The researchers believe this approach could be used for nearly any application that synthetic biologists are already working on. It could also allow scientists to pursue potentially useful applications that have been tried before but abandoned because the genetic circuits interfered with each other too much.

“The way that we wrote this paper was not oriented toward just one application,” Boyden says. “The basic question is: Can you make these circuits more modular? If you have everything mishmashed together in the cell, but you find out that the circuits are incompatible or toxic, then putting walls between those reactions and giving them the ability to communicate with each other could be very useful.”

Vincent Noireaux, an associate professor of physics at the University of Minnesota, described the MIT approach as “a rather novel method to learn how biological systems work.”
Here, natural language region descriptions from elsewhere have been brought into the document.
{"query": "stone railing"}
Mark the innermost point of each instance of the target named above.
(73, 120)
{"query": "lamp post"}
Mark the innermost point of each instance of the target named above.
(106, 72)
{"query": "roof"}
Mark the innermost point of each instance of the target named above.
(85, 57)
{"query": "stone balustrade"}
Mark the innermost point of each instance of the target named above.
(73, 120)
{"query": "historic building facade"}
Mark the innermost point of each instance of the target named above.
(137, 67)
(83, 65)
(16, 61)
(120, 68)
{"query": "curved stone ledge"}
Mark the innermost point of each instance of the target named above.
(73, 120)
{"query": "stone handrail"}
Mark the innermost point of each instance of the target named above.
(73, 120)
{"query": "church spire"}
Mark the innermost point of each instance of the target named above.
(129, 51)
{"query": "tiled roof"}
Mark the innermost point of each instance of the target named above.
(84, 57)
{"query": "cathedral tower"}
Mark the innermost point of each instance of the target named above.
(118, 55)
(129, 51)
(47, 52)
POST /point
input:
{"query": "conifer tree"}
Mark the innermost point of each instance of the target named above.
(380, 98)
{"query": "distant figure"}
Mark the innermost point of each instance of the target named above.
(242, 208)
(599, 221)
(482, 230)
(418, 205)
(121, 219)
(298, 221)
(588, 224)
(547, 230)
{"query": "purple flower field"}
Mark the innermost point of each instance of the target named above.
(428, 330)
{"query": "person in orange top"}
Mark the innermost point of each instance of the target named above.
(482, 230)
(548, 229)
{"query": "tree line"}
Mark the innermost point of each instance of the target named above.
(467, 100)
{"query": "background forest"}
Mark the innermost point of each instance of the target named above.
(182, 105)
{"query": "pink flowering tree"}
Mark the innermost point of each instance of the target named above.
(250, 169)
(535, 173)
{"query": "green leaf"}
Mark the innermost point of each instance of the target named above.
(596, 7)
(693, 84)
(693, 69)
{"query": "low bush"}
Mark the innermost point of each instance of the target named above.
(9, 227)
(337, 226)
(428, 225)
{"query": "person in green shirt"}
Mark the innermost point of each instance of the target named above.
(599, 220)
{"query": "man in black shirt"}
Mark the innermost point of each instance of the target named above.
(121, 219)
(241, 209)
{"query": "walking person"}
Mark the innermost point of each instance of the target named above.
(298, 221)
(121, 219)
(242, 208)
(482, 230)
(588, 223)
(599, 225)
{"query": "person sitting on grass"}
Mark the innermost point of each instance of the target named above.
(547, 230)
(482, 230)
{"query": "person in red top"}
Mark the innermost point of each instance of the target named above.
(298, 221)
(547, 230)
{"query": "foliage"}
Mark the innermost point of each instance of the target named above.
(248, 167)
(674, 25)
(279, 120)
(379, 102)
“Using cell-free expression has several advantages: Technically the work is reduced to cloning (nowadays fast and easy), we can link information processing to biological function like living cells do, and we work in isolation with no other gene expression occurring in the background,” says Noireaux, who was not involved in the research.

Another possible application for this approach is to help scientists explore how the earliest cells may have evolved billions of years ago. By engineering simple circuits into liposomes, researchers could study how cells might have evolved the ability to sense their environment, respond to stimuli, and reproduce.

“This system can be used to model the behavior and properties of the earliest organisms on Earth, as well as help establish the physical boundaries of Earth-type life for the search of life elsewhere in the solar system and beyond,” Adamala says.